At work, I have had to travel to different locations within the city, this month in particular. In the past, I would have just jumped on the nearest train to get me as close to where I needed to go. For these last 10 days though I have chosen to walk whenever it was feasible. I mean, if the subway was going to take me 30 minutes anyway, why not just do the 45 minute walk? All of a sudden getting those 10,000 steps a day doesn’t seem like a challenge at all…
After work I change and go right into cooking. And you know what? It doesn’t even feel like a chore. I blast some music (lately I can’t listen to anything but the Hamilton soundtrack on repeat) and I just cook. This part of my day has proven to be therapeutic. I find myself more at ease and I can just feel my anxiety and the stress from the day just being lifted.

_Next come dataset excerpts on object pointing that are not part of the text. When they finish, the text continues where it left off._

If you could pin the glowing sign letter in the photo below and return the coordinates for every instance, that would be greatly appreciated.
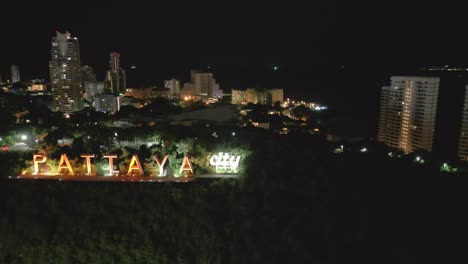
(111, 163)
(38, 158)
(186, 166)
(161, 164)
(65, 164)
(135, 165)
(88, 162)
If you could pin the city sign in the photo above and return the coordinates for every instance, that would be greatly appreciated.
(222, 162)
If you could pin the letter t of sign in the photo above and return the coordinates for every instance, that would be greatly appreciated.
(88, 162)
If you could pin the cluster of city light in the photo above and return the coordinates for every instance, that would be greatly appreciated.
(313, 106)
(445, 68)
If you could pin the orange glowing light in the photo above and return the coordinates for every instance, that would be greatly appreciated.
(111, 163)
(38, 158)
(135, 165)
(88, 158)
(64, 164)
(161, 164)
(186, 166)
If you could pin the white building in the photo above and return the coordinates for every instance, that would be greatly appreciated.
(173, 85)
(94, 88)
(15, 77)
(463, 143)
(107, 103)
(407, 113)
(65, 74)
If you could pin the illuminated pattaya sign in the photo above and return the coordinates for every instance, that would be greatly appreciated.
(223, 163)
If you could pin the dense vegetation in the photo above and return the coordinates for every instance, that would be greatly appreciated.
(296, 202)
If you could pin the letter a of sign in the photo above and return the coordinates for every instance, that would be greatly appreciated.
(161, 164)
(186, 166)
(135, 165)
(65, 164)
(38, 158)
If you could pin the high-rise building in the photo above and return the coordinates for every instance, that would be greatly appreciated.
(116, 76)
(204, 83)
(93, 89)
(65, 73)
(407, 113)
(15, 77)
(107, 103)
(255, 96)
(463, 143)
(87, 73)
(173, 85)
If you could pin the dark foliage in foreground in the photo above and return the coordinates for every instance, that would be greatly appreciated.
(296, 203)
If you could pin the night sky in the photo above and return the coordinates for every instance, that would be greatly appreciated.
(332, 51)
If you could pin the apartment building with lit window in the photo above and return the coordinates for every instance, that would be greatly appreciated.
(408, 110)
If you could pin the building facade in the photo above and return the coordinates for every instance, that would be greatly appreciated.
(93, 89)
(173, 85)
(255, 96)
(65, 74)
(463, 143)
(107, 103)
(116, 76)
(408, 110)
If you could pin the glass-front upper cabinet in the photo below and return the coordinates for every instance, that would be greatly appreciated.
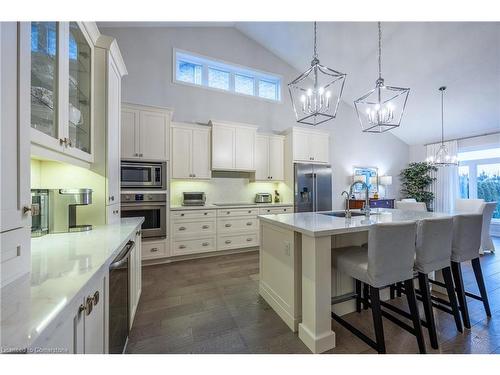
(44, 73)
(80, 65)
(61, 89)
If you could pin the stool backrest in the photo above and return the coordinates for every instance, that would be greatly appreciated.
(434, 238)
(411, 206)
(391, 252)
(469, 205)
(466, 237)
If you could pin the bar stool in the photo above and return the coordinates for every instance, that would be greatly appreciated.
(465, 246)
(387, 259)
(433, 252)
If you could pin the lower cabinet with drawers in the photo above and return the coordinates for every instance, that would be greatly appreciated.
(196, 231)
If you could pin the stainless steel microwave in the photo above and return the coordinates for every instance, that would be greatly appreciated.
(142, 175)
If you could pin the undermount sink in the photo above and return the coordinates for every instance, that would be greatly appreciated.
(342, 214)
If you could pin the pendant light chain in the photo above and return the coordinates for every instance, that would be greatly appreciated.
(379, 50)
(315, 54)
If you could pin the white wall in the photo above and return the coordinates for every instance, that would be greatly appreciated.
(148, 55)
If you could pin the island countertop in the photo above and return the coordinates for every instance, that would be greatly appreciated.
(317, 224)
(61, 265)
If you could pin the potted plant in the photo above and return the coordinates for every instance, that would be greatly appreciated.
(415, 180)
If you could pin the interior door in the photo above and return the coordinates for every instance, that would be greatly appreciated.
(201, 154)
(304, 188)
(181, 152)
(322, 187)
(276, 159)
(153, 135)
(262, 158)
(129, 134)
(113, 133)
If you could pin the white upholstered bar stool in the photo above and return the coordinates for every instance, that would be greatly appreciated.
(411, 206)
(465, 247)
(387, 259)
(486, 241)
(433, 252)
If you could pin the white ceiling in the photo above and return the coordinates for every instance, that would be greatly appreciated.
(464, 56)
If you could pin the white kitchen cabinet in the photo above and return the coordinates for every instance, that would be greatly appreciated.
(110, 69)
(62, 91)
(144, 132)
(135, 281)
(233, 147)
(308, 146)
(15, 199)
(269, 158)
(190, 145)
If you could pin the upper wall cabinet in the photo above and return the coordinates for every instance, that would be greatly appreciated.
(308, 146)
(62, 71)
(144, 132)
(269, 158)
(233, 147)
(190, 148)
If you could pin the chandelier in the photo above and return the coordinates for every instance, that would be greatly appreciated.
(316, 93)
(442, 157)
(381, 109)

While it may not be much, I was able to go to the gym this week too. I only went once but it was the first time in about a year so I’ll count that as a win. I had planned to go over the weekend as well but we ended up going on beautiful hike instead. I will always choose the outdoors over a gym. Sorry, but that’s just me.
Going forward, I want to continue my progress to a healthier lifestyle by:
- Continuing to cook more meals
- Making more of an effort to be outdoors
- Continue waking up 30 minutes earlier during the work week
- Finding time once or twice a week to go to the gym in the evenings
- Putting my husband and his needs first too – while I may be talking about finding a healthier lifestyle for me, my husband is still part of my life and I need to keep in mind his needs and wants (sometimes) during this process too
- Thinking more about my long term goals and how I want to accomplish them
- Not letting the little shit get me down or ruin my day
So am I alone out there or does this ring a bell with anyone else as well? I want to know, what does healthy mean to you?